Important
You are viewing the NeMo 2.0 documentation. This release introduces significant changes to the API and a new library, NeMo Run. We are currently porting all features from NeMo 1.0 to 2.0. For documentation on previous versions or features not yet available in 2.0, please refer to the NeMo 24.07 documentation.
Migrate Trainer Configuration from NeMo 1.0 to NeMo 2.0#
In NeMo 2.0, the trainer configuration has been updated to use the nemo.lightning.Trainer
class. This guide will help you migrate your trainer setup.

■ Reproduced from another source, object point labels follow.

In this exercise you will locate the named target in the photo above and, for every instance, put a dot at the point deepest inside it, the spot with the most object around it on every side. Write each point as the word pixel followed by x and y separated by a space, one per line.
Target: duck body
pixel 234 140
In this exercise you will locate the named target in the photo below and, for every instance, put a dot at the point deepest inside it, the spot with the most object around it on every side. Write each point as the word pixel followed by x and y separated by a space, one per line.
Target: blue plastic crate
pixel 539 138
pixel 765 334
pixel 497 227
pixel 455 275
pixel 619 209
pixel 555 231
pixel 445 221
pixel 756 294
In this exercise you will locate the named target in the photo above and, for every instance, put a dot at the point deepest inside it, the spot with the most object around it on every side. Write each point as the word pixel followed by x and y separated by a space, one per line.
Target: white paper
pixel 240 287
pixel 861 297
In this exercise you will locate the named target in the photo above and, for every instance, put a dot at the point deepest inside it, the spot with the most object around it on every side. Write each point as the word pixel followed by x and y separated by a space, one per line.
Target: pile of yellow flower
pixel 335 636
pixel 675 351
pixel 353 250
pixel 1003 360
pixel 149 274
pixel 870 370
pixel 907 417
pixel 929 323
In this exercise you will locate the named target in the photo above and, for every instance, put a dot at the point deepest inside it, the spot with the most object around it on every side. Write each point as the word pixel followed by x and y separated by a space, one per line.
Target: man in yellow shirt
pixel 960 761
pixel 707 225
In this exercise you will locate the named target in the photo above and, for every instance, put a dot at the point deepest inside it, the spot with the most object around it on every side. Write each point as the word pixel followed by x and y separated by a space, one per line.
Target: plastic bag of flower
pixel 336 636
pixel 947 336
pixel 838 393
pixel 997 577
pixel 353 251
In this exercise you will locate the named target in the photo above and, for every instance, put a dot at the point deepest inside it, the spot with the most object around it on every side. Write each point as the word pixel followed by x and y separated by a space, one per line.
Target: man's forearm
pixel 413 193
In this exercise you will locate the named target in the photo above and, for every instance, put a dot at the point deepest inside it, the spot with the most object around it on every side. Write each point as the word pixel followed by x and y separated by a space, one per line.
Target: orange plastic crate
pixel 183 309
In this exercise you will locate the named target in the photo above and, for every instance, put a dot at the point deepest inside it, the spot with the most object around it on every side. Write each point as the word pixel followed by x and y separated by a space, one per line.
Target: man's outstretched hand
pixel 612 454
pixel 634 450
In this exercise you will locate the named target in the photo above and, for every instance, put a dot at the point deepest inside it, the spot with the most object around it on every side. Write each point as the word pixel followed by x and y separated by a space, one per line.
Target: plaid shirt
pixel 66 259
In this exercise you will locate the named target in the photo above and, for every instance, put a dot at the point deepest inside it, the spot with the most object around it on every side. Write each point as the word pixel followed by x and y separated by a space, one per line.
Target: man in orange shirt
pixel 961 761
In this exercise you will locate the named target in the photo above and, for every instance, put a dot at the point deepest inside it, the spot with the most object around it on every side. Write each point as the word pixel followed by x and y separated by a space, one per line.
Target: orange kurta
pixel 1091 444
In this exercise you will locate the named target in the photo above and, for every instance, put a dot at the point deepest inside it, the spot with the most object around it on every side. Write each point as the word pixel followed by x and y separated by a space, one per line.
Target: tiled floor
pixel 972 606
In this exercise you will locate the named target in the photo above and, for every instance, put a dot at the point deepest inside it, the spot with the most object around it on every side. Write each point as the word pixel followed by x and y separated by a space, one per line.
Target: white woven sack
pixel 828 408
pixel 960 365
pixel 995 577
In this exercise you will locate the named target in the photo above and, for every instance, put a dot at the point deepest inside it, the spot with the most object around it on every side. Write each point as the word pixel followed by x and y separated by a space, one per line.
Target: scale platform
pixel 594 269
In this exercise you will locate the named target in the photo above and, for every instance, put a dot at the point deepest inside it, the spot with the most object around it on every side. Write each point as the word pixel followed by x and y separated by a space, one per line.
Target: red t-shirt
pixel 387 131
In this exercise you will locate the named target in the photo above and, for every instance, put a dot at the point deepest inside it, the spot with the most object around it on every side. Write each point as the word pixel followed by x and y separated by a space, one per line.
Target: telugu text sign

NeMo 1.0 (Previous Release)#
In NeMo 1.0, the trainer was configured in the YAML configuration file.
trainer:
num_nodes: 16
devices: 8
accelerator: gpu
precision: bf16
logger: False # logger provided by exp_manager
max_epochs: null
max_steps: 75000 # consumed_samples = global_step * global_batch_size
max_time: "05:23:30:00"
log_every_n_steps: 10
val_check_interval: 2000
limit_val_batches: 50
limit_test_batches: 50
accumulate_grad_batches: 1
gradient_clip_val: 1.0
NeMo 2.0 (New Release)#
In NeMo 2.0, the trainer is configured using the nemo.lightning.Trainer
class.
from nemo import lightning as nl
trainer = nl.Trainer(
num_nodes=16,
devices=8,
accelerator="gpu",
strategy=strategy,
plugins=nl.MegatronMixedPrecision(precision="bf16-mixed"),
max_epochs=None,
max_steps=75000,
max_time="05:23:30:00",
log_every_n_steps=10,
val_check_interval=2000,
limit_val_batches=50,
limit_test_batches=50,
accumulate_grad_batches=1,
gradient_clip_val=1.0,
)
Migration Steps#
Remove the
trainer
section from your YAML config file.Add the following import to your Python script:
from nemo import lightning as nl
Create a
Trainer
object with the appropriate parameters:trainer = nl.Trainer( num_nodes=16, devices=8, accelerator="gpu", strategy=strategy, plugins=nl.MegatronMixedPrecision(precision="bf16-mixed"), max_epochs=None, max_steps=75000, max_time="05:23:30:00", log_every_n_steps=10, val_check_interval=2000, limit_val_batches=50, limit_test_batches=50, accumulate_grad_batches=1, gradient_clip_val=1.0, )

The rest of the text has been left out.